The Natural History Museum is right across the street from the V&A. Also near by is the Science Museum (which I did not go to on this particular trip). It ‘s like a little museum picnic in South Kensington.
I went in through the entrance on Exhibition Road, which leads to the Red Zone – galleries that explore the changing nature of Earth. There’s a room with thousands of fossils, minerals, and rocks. Mainly, I like the entrance room:

I don’t know what I was doing, but the guy in the photo looks not happy with me. Maybe he knows that this picture will be blurry – just like every other picture I try to take of this room…
Wait a minute:

There we are – a better picture of the statues. …It is less dynamic, though.
Here – have a close up of the walls:

I couldn’t find Libra, but I did find Orion (and his belt).
I wandered through one of the exhibits in the Red Zone, finding some skeletons of things (the names of which I can’t remember).

Then I was on my way to find some dinosaur bones!
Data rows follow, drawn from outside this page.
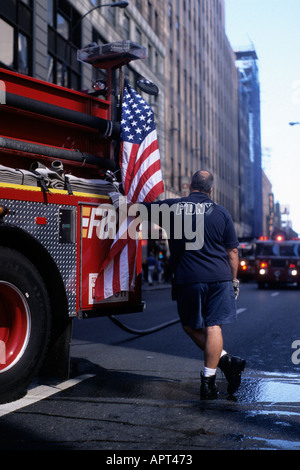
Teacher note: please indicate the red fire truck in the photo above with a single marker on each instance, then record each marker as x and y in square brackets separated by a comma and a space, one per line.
[58, 152]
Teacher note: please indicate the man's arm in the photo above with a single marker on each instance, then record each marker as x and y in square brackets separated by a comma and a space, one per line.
[233, 258]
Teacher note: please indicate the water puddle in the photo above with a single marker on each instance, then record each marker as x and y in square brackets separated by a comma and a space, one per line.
[270, 387]
[278, 444]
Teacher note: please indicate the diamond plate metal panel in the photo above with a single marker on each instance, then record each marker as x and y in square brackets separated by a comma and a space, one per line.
[23, 214]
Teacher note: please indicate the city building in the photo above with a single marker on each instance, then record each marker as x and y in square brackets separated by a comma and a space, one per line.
[246, 62]
[200, 109]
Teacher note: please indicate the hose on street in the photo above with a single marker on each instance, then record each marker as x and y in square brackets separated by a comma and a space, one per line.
[142, 332]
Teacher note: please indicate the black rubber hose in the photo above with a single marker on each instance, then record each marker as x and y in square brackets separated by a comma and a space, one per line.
[143, 332]
[57, 153]
[105, 127]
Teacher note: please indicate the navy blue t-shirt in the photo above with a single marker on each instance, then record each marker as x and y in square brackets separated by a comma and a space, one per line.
[210, 262]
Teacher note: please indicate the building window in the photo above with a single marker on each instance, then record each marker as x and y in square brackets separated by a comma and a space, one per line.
[6, 44]
[64, 38]
[16, 36]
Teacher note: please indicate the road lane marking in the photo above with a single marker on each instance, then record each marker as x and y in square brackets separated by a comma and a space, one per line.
[39, 393]
[240, 310]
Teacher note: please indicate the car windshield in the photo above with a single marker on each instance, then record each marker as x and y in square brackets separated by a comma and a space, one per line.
[278, 249]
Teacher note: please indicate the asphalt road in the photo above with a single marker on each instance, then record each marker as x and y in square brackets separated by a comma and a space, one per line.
[130, 393]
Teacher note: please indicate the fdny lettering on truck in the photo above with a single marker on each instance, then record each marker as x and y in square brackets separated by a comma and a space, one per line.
[100, 221]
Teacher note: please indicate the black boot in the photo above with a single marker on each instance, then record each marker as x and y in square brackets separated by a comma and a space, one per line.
[208, 390]
[232, 368]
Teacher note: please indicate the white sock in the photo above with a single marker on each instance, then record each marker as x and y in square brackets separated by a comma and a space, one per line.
[209, 372]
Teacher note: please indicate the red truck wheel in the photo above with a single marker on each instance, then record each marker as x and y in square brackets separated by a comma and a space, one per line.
[24, 323]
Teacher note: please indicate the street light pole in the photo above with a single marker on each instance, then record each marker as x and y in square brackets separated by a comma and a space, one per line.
[121, 4]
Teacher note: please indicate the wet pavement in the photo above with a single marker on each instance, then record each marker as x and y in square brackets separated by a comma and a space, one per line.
[128, 397]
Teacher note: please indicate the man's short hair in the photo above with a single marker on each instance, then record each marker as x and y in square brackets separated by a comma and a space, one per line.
[202, 181]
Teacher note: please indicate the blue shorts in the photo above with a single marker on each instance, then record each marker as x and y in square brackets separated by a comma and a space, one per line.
[206, 304]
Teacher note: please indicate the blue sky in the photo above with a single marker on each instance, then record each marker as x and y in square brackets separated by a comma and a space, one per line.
[273, 27]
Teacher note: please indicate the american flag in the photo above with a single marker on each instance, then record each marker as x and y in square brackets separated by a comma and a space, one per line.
[142, 182]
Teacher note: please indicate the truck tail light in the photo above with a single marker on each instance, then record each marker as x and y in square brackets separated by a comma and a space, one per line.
[3, 211]
[263, 268]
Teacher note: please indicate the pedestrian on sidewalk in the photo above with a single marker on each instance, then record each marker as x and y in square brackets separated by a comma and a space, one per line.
[206, 285]
[204, 276]
[151, 261]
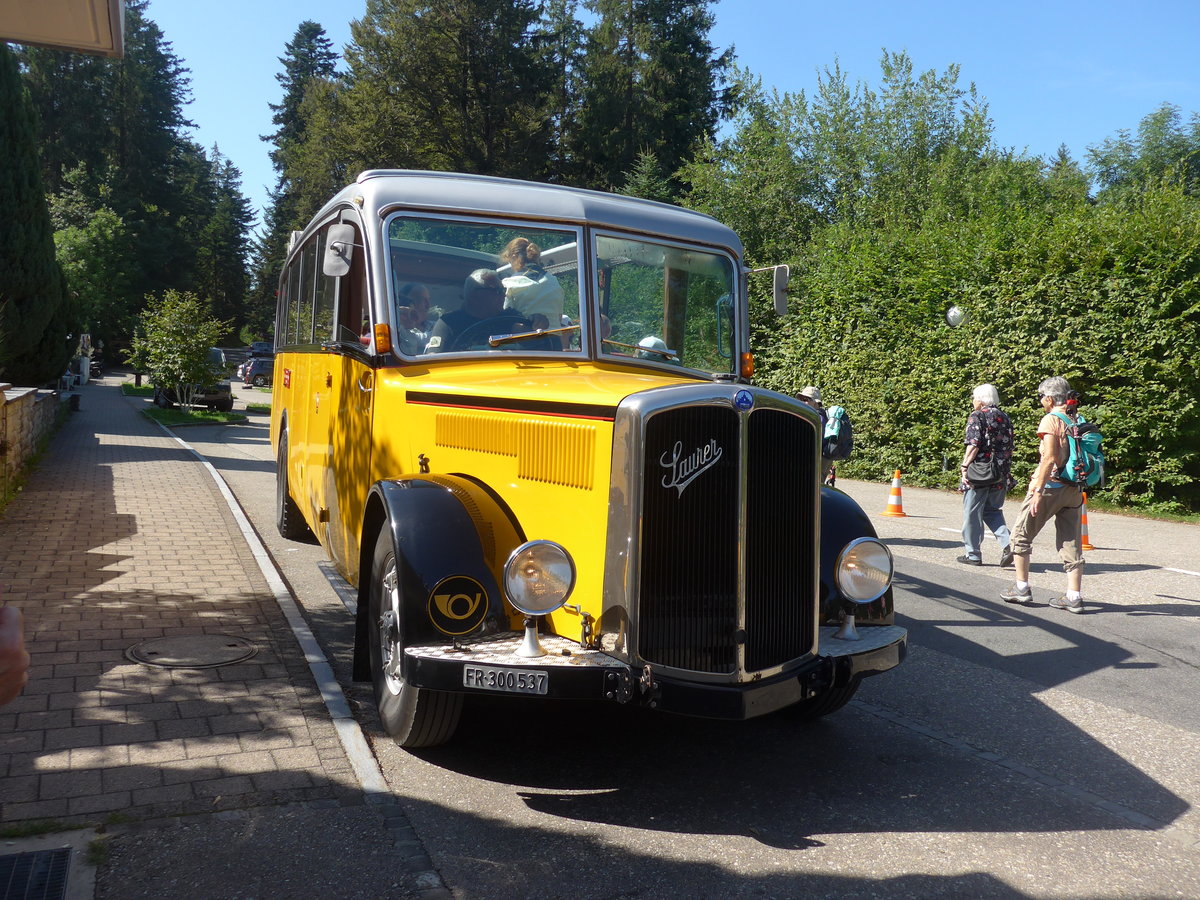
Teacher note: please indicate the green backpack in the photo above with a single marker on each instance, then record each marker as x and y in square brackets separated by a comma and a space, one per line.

The dinosaurs are in the Blue Zone (with mammals and biology stuff). I can’t remember the date I went to the museum, but I think it was late morning/early afternoon, and I think it was a weekday, like Monday or Tuesday.
The dinosaur room wasn’t as crowded as when Kristen and I visited. I remember it not taking long to get to the T-Rex area, and there was definitely no log-jam. That being said, the animatronic T-Rex wasn’t my favorite part of the exhibit. I’d rather see the bones.
The Entrance for the Blue Zone is on Cromwell Street, and you get to see a Camarasaurus skeleton as soon as you walk in (it’s a relative of the Diplodocus, which is in some ways similar to a Brontosaurus):

I think I was trying to be artsy or something with this photo. I also seem to have been on the second floor. Wow, my memory is a bit crap today.
Honestly, I never did biology in school (I did physics and chemistry instead), so the biology part of it all wasn’t as exciting for me as it would be for some. Mostly I just like looking at skeletons, especially of giant dinosaurs.